Trump empezó el debate interno —que ya era público— cuando dejó la Casa Blanca para un viaje a Florida para inspeccionar el daño que dejó el huracán Irma.

“El muro vendrá después”, dijo Trump, reflexionando sobre un marco que acordó con dos congresistas demócratas en el Congreso —los senadores Chuck Schumer y la representante Nancy Pelosi— en una cena con comida china y pastel de chocolate en la noche del miércoles. El trato tentativo protegería a cientos de miles de jóvenes inmigrantes indocumentados en Estados Unidos e incluiría un paquete de seguridad fronteriza pero no fondos para la construcción del muro fronterizo.

Gritando por el ruido de los motores del Marine One, Trump dijo que su gobierno estaba “renovando… secciones masivas” de las actuales barreras en toda la frontera, pero que “ese muro va a ser construido y será financiado un poco más tarde”.

El cambio en si un acuerdo de inmigración dependía de la financiación del muro muestra el deseo del presidente en lograr un acuerdo desde la Casa Blanca y su voluntad de trabajar con los demócratas para hacerlo.

La confusión continuó a más de 9.000 metros de altura mientras la portavoz de la Casa Blanca Lindsay Walters le decía a los reporteros a bordo del Air Forece One que aunque “el gobierno de Trump no discutirá una amnistía”, el presidente podría estar abierto a un acuerdo de inmigración que “pueda incluir la ciudadanía legal durante un periodo de tiempo”.

“El gobierno de Trump no discutirá una amnistía”, dijo ella. “Lo que el gobierno de Trump discutirá es un camino responsable hacia una reforma migratoria que podría incluir la ciudadanía legal durante un período de tiempo”.

Presionada sobre cómo eso no era una amnistía de cara a los partidarios de Trump, Walters discutió y dijo que no “se sentaría aquí para litigar” lo que constituiría una amnistía.

Trump ha expresado simpatía por los jóvenes que calificaron para el programa DACA del expresidente Obama y volvió a hacerlo este jueves.

“¿Realmente alguien quiere rechazar a jóvenes educados y comprometidos que tienen trabajos y algunos que están sirviendo en el ejército?”, tuiteó Trump este jueves.

Pero el debate del gobierno actual sobre el muro y la amnistía continuaron cuando Trump llegó a Florida y el presidente les dijo a los reporteros que aunque no está buscando la “ciudadanía” o la “amnistía” para inmigrantes indocumentados, lo que está es “buscando permitirles a los jóvenes estar aquí”.

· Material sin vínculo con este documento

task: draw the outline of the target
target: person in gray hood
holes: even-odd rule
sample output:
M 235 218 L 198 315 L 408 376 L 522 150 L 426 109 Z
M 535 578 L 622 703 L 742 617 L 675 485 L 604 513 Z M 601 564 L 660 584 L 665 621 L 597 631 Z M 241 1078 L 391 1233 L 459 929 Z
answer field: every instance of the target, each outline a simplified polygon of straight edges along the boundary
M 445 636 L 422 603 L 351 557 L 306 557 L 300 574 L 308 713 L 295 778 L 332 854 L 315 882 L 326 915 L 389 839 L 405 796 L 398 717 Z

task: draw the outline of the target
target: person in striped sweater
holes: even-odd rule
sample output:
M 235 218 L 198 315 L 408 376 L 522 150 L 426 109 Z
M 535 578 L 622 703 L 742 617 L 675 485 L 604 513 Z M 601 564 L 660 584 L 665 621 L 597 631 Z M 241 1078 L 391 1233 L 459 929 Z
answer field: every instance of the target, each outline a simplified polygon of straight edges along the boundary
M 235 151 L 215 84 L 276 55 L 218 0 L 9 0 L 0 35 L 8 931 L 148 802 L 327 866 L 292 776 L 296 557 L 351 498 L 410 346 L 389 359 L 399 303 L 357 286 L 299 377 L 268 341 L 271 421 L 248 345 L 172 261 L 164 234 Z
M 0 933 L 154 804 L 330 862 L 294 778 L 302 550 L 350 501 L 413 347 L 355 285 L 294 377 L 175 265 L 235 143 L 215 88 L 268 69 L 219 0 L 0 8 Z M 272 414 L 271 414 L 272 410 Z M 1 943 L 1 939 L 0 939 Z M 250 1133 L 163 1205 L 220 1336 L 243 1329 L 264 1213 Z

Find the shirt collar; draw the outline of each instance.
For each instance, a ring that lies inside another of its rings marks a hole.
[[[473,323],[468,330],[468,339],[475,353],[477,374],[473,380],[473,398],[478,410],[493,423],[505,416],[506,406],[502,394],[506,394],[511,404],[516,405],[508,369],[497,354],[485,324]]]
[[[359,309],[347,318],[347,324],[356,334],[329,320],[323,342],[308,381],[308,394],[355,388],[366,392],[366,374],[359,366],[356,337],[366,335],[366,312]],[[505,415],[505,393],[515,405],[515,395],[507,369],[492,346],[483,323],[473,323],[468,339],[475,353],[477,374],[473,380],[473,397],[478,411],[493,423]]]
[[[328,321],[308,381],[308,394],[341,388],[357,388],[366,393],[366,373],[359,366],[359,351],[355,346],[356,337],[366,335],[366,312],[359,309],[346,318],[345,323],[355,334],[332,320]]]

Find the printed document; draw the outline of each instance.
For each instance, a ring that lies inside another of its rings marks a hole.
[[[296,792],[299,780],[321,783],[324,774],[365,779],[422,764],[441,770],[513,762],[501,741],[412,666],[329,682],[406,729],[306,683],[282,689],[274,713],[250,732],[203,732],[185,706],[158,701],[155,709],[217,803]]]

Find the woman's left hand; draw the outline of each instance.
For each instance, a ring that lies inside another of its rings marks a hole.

Y agregó: “Si no tenemos el muro, no haremos nada”.

La discrepancia pública ejemplifica la cuerda floja por la que Trump tiene que caminar: el presidente está tan ansioso de llegar a un acuerdo desde la Oficina Oval, dado que toda su personalidad está definida por él siendo un hombre de negocios convertido en político, que a veces está dispuesto a romper con su base y sus comentarios anteriores para lograrlo.

Esa flexibilidad tiene la capacidad de tocar a algunos de los partidarios más conservadores de Trump de una mala manera si sienten que Trump está dispuesto a comprometerse con tal de lograr un acuerdo.